The trio realised the blocks needed to be small and stackable to easily create scalable thermal energy storage systems. While the material is high-tech, the company turned to a second-hand concrete brick-making machine to refine its product’s shape and size.
“Because we were engineers, we were trying to develop all these bespoke complicated machines to make our blocks. We finally thought that, while the materials that are going into the blocks are very complicated, the process of making them could be simplified. People have been making concrete blocks and bricks for centuries, so maybe we could use that simple concept as a foundation and adjust it to suit our needs.”
Grant funds pilot plant
Shortly after perfecting the dimensions of the blocks, MGA Thermal secured the Accelerating Commercialisation grant.
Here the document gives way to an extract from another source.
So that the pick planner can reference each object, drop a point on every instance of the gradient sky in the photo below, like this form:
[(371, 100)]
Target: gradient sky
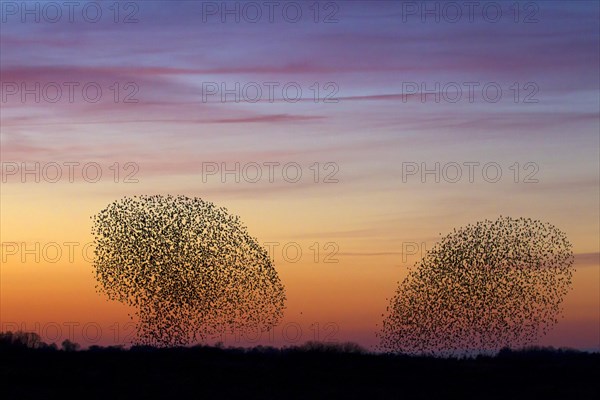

This helped fund a pilot manufacturing plant at Tomago, Newcastle. The plant allowed the company to demonstrate the economics of commercially manufacturing its MGA blocks.
Usman Iftikhar previously worked as a Commercialisation Facilitator with i4 Connect, the service delivery partner for the Entrepreneurs’ Programme Accelerating Commercialisation service. Iftikhar was one of several Facilitators who assisted MGA Thermal with its Accelerating Commercialisation grant application. He says the company ticked all the boxes going into the application process.
“MGA has a unique product. It’s novel and they already had a couple of large partners that were willing to trial their technology. They raised some of their own capital, which is important and there’s a large opportunity for energy storage globally,” Iftikhar says. “The world is in transition towards renewable energy and storage is a critical component, so there are significant market opportunities.”
Post says i4 Connect Commercialisation Facilitators worked with MGA Thermal for close to 18 months and were instrumental in expanding the company’s horizons.
“They helped us appreciate the value of the company through a different lens – more of a commercial lens than a purely technical one. They provided guidance like the number of jobs we could potentially be creating, the benefits to Australian industry, onshore manufacturing and other flow-on effects from manufacturing a new technology. This helped us with our approach to investors, to government and to customers and provided inroads to other government grant programs.”
It’s that approach that recently helped MGA Thermal secure another grant – $1.27 million from the Australian Renewable Energy Agency to fund a technology demonstrator to show potential investors how the technology works.
Iftikhar advises start-ups to follow the example of MGA Thermal and connect with facilitators long before submitting an Accelerating Commercialisation grant application.
“Facilitators can provide advice and guidance before they’re in the system, so even if they’re not suitable for this particular grant, we can tell them what’s out there and what they can do, and we can help them think about what their roadmap looks like.”
MGA Thermal now has about 20 GigaWatt hours (GWh) worth of customer interest from 20 companies, all at varying stages. Its 25-strong workforce will be capable of manufacturing 1000 blocks a day early next year. The number of employees is set to grow to 50 by the end of 2023, and the company will eventually produce gigawatt hours of storage each year.
MGA Thermal is confident its future is as bright as the sunshine it stores and acknowledges considerable impetus provided by the Accelerating Commercialisation program.
“We’ve got some very large projects on the horizon, 100 to 500-megawatt scale, which is significantly larger than the big battery in South Australia. So, we’re focusing on scaling up our manufacturing capacity as fast as we can to meet these huge projects. We may also need to move to a purpose-built factory – still here in Newcastle – because the region is rapidly developing into a renewable energy hub,” Post says.